Ab urbe condita
Titus Livius (Livy)
Livy. History of Rome, Volumes 1-2. Roberts, Canon, Rev, translator. London, New York: J. M. Dent and Sons; E. P. Dutton and Co., 1912.
To keep the Aborigines from abandoning him in the face of this strong coalition and to secure their being not only under the same laws, but also the same designation, Aeneas called both nations by the common name of Latins.
From that time the Aborigines were not behind the Trojans in their loyal devotion to Aeneas. So great was the power of Etruria that the renown of her people had filled not only the inland parts of Italy but also the coastal districts along the whole length of the land from the Alps to the Straits of Messina. Aeneas, however, trusting to the loyalty of the two nations who were day by day growing into one, led his forces into the field, instead of awaiting the enemy behind his walls.
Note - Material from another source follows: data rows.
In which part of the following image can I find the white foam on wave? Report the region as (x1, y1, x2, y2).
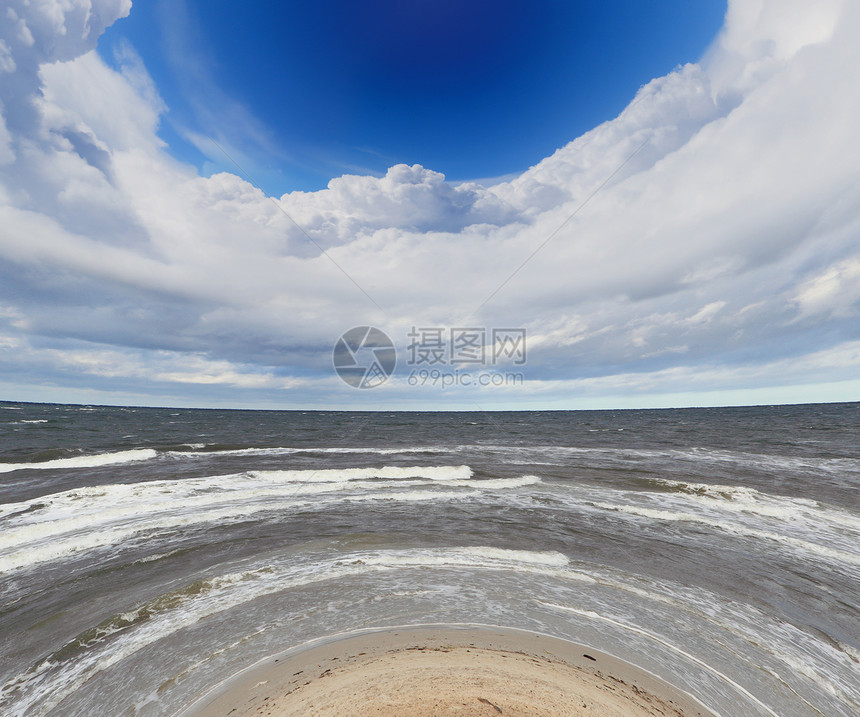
(156, 442, 860, 484)
(544, 475, 860, 569)
(647, 478, 860, 532)
(445, 475, 541, 490)
(360, 546, 570, 569)
(592, 502, 860, 567)
(0, 467, 542, 573)
(169, 446, 454, 459)
(653, 478, 813, 504)
(471, 444, 860, 478)
(0, 449, 157, 474)
(0, 546, 576, 716)
(675, 448, 860, 476)
(247, 465, 472, 482)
The battle resulted in favour of the Latins, but it was the last mortal act of Aeneas His tomb — whatever it is lawful and right to call him — is situated on the bank of the Numicius. He is addressed as “Jupiter Indiges.”
His[*](Ascanius and the Foundation of Alba.) son Ascanius was not old enough to assume the government but his throne remained secure throughout his minority. During that interval —such was Lavinia's force of character —though a woman was regent, the Latin State, and the kingdom of his father and grandfather, were preserved unimpaired for her son.
I will not discuss the question-for who could speak decisively about a matter of such extreme antiquity ? —whether the man whom the Julian house claim, under the name of Iulus, as the founder of their name, was this Ascanius or an older one than he, born of Creusa, whilst Ilium was still intact, and after its fall a sharer in his father's fortunes.
This Ascanius, where-ever born, or of whatever mother-it is generally agreed in any case that he was the son of Aeneas-left to his mother (or his stepmother) the city of Lavinium, which was for those days a prosperous and wealthy city, with a superabundant population, and built a new city at the foot of the Alban hills, which from its position, stretching along the side of the hill, was called “ Alba Longa.”